Press "Enter" to skip to content

Board of Trustees adopts recommendations on climate change

 Photo Courtesy of gazettenet.com ||  In an email on Monday, President McCartney announced the college would take concrete steps to divest its endowment. 
Photo Courtesy of gazettenet.com ||  In an email on Monday, President McCartney announced the college would take concrete steps to divest its endowment. 

Katherine Hazen ‘18 and Tyra Wu ‘19
Editor-in-Chief and Associate Editor

In a campus-wide email sent Monday, President Kathleen McCartney and Board of Trustees Chair Deborah Duncan ’77 that the college will adopt four strategic recommendations to divest the endowment of fossil fuels. The decision came at the Saturday meeting of the Board of Trustees.  

The recommendations came from a group of trustees, faculty, staff and students known as the Advisory Committee on Investor Responsibility (ACIR). ACIR’s suggestions were largely informed by the Study Group on Climate Change from March and the “advocacy of Divest Smith College and the Student Government Association,” the email stated. 

The recommendations will influence how Smith’s $1.8 billion endowment will be invested.
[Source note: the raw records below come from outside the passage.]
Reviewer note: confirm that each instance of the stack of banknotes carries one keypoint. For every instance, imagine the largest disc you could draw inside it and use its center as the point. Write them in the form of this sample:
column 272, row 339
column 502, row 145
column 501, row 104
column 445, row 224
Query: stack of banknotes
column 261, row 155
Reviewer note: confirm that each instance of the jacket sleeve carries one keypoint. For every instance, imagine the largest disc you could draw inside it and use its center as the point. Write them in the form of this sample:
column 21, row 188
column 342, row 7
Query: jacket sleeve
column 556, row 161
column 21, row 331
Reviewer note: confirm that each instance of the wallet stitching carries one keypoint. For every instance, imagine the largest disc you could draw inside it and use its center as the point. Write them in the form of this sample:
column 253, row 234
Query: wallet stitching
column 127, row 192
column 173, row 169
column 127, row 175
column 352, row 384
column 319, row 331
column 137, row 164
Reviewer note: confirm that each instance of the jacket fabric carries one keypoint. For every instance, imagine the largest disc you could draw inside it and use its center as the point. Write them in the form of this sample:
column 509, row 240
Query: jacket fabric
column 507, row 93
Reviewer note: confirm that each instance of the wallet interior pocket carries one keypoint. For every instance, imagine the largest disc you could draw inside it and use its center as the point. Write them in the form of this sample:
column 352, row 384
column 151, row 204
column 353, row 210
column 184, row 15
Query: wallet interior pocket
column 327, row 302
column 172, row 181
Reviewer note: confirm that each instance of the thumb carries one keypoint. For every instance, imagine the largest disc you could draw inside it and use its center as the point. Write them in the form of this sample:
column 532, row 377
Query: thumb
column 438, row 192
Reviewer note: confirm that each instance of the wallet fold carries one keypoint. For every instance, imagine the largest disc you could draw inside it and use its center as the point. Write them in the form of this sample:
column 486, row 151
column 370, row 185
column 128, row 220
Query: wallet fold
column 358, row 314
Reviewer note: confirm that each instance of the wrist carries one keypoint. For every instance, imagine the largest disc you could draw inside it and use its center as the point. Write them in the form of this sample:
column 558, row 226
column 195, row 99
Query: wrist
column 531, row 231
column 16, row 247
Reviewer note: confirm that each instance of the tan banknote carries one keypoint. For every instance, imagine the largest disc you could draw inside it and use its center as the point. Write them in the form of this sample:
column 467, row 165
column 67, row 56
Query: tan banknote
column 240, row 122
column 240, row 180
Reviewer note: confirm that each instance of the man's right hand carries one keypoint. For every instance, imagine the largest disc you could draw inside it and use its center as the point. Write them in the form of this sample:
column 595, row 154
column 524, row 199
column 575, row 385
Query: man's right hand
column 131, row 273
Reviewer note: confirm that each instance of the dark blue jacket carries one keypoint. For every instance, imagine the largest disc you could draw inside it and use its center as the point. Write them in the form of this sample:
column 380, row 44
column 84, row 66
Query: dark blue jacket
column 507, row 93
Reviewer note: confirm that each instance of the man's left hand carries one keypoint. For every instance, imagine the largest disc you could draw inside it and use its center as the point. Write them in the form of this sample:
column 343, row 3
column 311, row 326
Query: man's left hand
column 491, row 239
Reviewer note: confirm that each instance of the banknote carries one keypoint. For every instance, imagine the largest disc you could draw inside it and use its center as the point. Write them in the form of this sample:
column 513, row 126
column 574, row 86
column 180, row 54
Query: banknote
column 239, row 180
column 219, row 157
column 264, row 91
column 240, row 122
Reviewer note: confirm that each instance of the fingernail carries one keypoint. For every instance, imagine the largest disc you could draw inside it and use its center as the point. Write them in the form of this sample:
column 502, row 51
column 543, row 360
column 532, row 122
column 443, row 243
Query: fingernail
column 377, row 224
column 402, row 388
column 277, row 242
The first recommendation states that Smith will gradually increase its impact investments from $9.5 million to $30 million. 

The board also voted to increase the number of funds and managers who follow environmental, social and governance principles, according to the email. The Investment Committee, a subsection of the Board of Trustees, will avoid any future direct holdings in coal. 
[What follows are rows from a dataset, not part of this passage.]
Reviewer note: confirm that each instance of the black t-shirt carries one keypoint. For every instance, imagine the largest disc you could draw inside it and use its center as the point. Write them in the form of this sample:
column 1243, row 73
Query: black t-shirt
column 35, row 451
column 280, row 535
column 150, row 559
As the recommendations are implemented, Smith will continue to report on the progress.

“I think the recommendations of the ACIR and the Trustees’ adoption of those recommendations are a good first step,” Professor Susan Sayre, who teaches Environmental Economics, said in an email to The Sophian . “We should continue to use our position as a purchaser of investment services to push for those opportunities and to encourage Investure [the college’s outsourced investment office] to be in the forefront of that development.”

“Given the landscape of investment opportunities today,” Sayre continued. “My sense is that immediate full divestment would likely impose financial costs on the college that exceed the benefit it would have in terms of reducing climate change.” 

Last week Divest Smith College, a student group that has led this charge since 2012, behind a protest outside Seelye Hall, coinciding with the arrival of the Board of Trustees. According to Divest, more than $100 million of the endowment is currently invested in fossil fuels. 

Divest Smith College told The Sophian via email that while “we are very pleased that the committee, after two years of deliberation, finally produced a concrete set of recommendations regarding climate change and that the board has approved them … our goal remains the same as always: full fossil fuel divestment.” The group was specifically pleased with the recommendation to avoid future holdings in coal. 

“Taking a broader perspective, the college has a number of choices about how to contribute to reducing climate change,” Sayre said. “While I’m certainly not in a position to say so definitively, my rough sense is that dollar for dollar, we will have a larger impact from dollars spent on reducing our institutional carbon footprint and investing in regional carbon reduction activities than we will through immediate divestment.”

President McCartney signed off her email Monday by celebrating the accomplishment of aligning the endowment with the values of Smith’s mission in “educating women of promise for lives of distinction and purpose.”